Auto Scaling
AWS resources, such as EC2 instances, are housed in highly-available data centers. To provide additional scalability and reliability, these data centers are in different physical locations. Regions are large and widely dispersed geographic locations. Each region contains multiple distinct locations, called Availability Zones, that are engineered to be isolated from failures in other Availability Zones and provide inexpensive, low-latency network connectivity to other Availability Zones in the same region. Auto Scaling enables you to take advantage of the safety and reliability of geographic redundancy by spanning Auto Scaling groups across multiple Availability Zones within a region. When one Availability Zone becomes unhealthy or unavailable, Auto Scaling launches new instances in an unaffected Availability Zone.
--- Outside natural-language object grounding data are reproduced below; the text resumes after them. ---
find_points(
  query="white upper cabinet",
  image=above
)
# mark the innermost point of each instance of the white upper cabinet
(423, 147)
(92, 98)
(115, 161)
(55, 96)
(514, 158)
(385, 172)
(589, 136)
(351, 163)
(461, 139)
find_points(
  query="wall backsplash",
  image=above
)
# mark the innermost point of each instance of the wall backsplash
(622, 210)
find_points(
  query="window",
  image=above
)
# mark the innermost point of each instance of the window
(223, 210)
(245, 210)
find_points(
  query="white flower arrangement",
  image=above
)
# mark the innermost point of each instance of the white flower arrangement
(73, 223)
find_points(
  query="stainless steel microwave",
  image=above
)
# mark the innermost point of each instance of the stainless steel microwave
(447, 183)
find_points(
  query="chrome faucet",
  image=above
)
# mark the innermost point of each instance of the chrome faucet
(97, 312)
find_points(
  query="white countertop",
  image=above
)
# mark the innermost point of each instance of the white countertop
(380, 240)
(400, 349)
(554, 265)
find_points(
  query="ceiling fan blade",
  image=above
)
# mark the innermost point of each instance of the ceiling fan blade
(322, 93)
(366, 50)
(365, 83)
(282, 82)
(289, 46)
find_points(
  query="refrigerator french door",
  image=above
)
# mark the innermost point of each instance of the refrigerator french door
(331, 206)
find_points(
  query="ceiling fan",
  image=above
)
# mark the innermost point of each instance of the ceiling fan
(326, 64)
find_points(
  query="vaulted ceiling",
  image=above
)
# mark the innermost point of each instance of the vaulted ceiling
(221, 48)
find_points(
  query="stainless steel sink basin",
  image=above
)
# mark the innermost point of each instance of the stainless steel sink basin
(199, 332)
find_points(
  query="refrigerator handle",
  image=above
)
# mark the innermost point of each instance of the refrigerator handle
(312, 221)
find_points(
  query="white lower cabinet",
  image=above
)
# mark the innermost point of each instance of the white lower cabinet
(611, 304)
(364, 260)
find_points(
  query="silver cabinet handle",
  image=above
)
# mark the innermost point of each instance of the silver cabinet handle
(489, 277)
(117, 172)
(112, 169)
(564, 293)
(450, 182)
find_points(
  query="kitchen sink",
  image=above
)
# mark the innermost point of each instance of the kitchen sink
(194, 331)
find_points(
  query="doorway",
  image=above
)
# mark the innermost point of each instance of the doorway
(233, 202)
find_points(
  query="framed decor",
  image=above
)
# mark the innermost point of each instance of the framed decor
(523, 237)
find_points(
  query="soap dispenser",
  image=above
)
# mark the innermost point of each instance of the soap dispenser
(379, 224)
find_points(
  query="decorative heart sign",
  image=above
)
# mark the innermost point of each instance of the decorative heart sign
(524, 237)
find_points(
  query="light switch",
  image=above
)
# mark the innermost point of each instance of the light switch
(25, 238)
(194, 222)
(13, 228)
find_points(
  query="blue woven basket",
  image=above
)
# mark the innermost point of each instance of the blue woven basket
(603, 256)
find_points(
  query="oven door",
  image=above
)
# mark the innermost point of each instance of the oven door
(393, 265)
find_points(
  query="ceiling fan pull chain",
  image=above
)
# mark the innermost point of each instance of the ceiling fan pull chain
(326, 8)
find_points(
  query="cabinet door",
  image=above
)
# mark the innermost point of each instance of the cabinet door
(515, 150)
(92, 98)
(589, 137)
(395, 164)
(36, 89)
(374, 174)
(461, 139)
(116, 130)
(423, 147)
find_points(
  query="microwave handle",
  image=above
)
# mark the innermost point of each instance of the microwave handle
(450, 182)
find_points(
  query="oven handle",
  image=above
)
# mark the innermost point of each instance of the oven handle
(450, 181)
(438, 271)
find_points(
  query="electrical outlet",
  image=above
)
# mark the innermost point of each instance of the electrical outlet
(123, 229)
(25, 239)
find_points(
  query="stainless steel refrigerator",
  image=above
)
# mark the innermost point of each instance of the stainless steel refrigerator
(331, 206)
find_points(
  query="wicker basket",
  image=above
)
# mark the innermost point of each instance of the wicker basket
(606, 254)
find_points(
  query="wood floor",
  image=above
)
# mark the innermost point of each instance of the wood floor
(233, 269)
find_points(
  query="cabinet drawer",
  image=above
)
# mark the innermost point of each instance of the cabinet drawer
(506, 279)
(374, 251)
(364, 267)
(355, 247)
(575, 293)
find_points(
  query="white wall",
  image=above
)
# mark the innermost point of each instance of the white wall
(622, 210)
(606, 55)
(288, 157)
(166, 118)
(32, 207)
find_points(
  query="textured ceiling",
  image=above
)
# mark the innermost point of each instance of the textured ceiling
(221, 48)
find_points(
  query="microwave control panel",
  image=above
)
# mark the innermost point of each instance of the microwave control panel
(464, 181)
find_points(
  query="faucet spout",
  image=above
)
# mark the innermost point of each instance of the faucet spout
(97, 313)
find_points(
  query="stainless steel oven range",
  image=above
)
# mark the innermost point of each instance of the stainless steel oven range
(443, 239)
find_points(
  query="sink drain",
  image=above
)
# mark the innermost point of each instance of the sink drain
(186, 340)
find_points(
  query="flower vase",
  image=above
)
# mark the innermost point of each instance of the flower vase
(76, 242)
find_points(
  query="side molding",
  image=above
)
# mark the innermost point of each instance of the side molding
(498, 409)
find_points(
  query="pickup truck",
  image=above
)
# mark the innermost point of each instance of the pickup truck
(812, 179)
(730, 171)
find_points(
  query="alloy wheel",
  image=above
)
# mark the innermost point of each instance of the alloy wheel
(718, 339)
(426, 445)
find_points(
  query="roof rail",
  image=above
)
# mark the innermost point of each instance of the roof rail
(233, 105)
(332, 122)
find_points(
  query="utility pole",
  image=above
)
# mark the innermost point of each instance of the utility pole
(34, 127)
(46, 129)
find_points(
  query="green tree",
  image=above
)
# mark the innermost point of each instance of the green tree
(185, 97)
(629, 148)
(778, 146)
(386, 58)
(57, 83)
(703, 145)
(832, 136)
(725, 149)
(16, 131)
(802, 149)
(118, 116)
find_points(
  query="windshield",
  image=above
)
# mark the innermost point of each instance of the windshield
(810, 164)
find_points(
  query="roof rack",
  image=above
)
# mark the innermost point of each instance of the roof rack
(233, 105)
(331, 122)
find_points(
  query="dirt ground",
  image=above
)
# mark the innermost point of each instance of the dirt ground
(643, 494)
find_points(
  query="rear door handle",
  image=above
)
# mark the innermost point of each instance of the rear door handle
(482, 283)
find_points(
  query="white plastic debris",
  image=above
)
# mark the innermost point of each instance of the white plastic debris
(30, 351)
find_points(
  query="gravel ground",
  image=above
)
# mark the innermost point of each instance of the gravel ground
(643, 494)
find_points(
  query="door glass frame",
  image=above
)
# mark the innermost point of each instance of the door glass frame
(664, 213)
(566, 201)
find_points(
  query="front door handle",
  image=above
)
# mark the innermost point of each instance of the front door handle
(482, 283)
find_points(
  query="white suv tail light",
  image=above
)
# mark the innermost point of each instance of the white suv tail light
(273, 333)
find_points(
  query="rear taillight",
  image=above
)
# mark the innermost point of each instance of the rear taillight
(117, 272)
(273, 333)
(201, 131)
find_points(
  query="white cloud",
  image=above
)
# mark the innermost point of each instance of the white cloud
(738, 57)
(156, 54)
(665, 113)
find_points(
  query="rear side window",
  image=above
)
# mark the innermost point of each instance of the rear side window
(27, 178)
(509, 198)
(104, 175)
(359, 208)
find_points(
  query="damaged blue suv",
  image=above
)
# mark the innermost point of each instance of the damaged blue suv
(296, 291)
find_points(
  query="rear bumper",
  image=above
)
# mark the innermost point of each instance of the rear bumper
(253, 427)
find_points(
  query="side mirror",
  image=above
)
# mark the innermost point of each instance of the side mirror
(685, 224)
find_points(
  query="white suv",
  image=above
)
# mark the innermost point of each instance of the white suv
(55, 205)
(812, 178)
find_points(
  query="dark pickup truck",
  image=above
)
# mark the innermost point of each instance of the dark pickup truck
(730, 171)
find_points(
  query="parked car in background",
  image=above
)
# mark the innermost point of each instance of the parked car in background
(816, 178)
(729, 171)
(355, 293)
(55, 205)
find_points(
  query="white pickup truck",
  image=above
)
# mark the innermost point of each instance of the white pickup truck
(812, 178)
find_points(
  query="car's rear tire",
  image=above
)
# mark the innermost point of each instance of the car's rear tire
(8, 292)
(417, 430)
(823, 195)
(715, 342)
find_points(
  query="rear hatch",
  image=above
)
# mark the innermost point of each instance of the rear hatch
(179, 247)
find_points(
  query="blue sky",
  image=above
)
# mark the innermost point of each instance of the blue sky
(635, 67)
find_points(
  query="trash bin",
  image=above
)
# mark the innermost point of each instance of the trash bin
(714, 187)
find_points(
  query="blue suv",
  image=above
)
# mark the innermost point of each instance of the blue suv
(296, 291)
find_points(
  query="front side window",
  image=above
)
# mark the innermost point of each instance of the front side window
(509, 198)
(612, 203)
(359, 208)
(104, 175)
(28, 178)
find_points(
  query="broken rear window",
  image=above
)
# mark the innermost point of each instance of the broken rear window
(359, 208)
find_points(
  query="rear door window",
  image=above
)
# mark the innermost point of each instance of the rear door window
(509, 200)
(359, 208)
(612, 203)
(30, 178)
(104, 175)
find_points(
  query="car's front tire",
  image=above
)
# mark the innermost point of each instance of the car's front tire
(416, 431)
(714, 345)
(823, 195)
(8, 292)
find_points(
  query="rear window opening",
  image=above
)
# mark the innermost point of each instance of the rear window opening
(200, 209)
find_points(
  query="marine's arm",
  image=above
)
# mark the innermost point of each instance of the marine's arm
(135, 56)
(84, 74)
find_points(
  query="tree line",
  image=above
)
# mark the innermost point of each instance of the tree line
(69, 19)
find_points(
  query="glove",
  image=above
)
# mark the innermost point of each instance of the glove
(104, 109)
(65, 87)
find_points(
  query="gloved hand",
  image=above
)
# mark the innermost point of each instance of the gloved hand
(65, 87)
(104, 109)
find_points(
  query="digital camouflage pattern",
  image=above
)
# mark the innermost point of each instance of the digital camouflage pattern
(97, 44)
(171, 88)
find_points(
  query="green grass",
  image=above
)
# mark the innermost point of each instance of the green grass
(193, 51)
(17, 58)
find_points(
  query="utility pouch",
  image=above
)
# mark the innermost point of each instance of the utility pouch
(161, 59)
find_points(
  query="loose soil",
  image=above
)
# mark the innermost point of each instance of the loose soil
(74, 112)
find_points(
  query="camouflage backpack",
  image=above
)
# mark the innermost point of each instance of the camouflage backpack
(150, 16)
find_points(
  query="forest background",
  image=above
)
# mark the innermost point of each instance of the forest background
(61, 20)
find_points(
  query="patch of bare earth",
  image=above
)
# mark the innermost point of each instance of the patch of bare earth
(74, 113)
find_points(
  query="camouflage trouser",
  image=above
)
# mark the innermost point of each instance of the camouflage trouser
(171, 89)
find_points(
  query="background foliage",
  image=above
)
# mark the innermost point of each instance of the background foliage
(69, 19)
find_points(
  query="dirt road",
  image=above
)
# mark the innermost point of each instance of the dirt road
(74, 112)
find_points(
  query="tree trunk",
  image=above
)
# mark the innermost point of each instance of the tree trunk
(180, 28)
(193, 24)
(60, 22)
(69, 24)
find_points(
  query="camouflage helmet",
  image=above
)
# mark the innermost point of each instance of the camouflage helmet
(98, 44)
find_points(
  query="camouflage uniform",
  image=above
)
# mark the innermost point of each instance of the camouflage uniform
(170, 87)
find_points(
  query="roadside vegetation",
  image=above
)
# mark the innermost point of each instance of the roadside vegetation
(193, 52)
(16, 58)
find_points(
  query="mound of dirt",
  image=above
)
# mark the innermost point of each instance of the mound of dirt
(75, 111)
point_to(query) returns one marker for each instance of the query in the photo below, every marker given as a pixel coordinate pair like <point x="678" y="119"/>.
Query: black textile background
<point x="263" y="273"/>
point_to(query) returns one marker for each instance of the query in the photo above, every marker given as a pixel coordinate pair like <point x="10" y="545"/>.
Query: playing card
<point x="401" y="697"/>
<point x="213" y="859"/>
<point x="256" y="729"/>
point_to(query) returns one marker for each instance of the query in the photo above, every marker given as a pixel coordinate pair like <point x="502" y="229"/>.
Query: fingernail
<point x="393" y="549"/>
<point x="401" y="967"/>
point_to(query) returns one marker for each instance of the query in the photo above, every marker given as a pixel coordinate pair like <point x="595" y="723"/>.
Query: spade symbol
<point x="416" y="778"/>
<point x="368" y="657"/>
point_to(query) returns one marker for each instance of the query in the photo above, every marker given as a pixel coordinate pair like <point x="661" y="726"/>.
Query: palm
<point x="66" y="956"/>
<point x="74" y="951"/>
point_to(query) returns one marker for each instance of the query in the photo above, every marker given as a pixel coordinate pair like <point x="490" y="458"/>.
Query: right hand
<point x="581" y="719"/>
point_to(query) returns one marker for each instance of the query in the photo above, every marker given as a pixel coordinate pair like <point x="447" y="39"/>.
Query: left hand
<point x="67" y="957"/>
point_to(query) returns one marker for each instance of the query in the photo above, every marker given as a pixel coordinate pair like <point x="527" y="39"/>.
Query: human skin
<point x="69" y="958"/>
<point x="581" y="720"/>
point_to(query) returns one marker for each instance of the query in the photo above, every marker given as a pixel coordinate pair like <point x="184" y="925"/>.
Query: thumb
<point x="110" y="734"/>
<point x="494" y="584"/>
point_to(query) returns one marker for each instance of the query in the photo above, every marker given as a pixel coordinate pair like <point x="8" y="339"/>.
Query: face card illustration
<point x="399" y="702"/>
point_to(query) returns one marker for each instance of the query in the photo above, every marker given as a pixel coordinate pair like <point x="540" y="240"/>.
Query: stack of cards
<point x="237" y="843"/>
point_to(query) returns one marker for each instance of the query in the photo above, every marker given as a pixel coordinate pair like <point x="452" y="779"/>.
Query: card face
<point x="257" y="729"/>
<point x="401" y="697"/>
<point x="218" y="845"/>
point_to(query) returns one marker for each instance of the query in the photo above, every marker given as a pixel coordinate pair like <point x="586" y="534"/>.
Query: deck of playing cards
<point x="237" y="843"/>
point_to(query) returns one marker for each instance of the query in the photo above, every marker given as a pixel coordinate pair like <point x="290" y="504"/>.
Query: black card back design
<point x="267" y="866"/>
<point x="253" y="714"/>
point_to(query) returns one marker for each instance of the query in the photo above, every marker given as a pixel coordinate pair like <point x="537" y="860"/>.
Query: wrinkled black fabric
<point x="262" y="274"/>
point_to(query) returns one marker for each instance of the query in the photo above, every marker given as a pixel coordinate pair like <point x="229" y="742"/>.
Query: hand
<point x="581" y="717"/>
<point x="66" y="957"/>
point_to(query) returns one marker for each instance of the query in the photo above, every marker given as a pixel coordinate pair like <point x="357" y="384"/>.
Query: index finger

When the unhealthy Availability Zone returns to a healthy state, Auto Scaling automatically redistributes the application instances evenly across all of the designated Availability Zones.
You can add new instances to the application only when necessary, and terminate them when they're no longer needed. And because Auto Scaling uses EC2 instances, you only have to pay for the instances you use, when you use them. You now have a cost-effective architecture that provides the best customer experience while minimizing expenses.
An Auto Scaling group can contain EC2 instances in one or more Availability Zones within the same region. However, Auto Scaling groups cannot span multiple regions.
Web App Architecture
In a common web app scenario, you run multiple copies of your app simultaneously to cover the volume of your customer traffic. These multiple copies of your application are hosted on identical EC2 instances (cloud servers), each handling customer requests.
You can create as many Auto Scaling groups as you need. For example, you can create an Auto Scaling group for each tier.Auto Scaling manages the launch and termination of these EC2 instances on your behalf. You define a set of criteria (such as an Amazon CloudWatch alarm) that determines when the Auto Scaling group launches or terminates EC2 instances. Adding Auto Scaling groups to your network architecture can help you make your application more highly available and fault tolerant.
To distribute traffic between the instances in your Auto Scaling groups, you can introduce a load balancer into your architecture.
Instance Distribution
Auto Scaling attempts to distribute instances evenly between the Availability Zones that are enabled for your Auto Scaling group. Auto Scaling does this by attempting to launch new instances in the Availability Zone with the fewest instances. If the attempt fails, however, Auto Scaling attempts to launch the instances in another Availability Zone until it succeeds. For each instance that Auto Scaling launches in a VPC, it selects a subnet from the Availability Zone at random.
Benefits of Auto Scaling
Adding Auto Scaling to your application architecture is one way to maximize the benefits of the AWS cloud. When you use Auto Scaling, your applications gain the following benefits:
- Better fault tolerance.- Auto Scaling can detect when an instance is unhealthy, terminate it, and launch an instance to replace it.
- Better availability. You can configure Auto Scaling to use multiple Availability Zones. If one Availability Zone becomes unavailable, Auto Scaling can launch instances in another one to compensate.
- Better cost management. Auto Scaling can dynamically increase and decrease capacity as needed. Because you pay for the EC2 instances you use, you save money by launching instances when they are actually needed and terminating them when they aren't needed.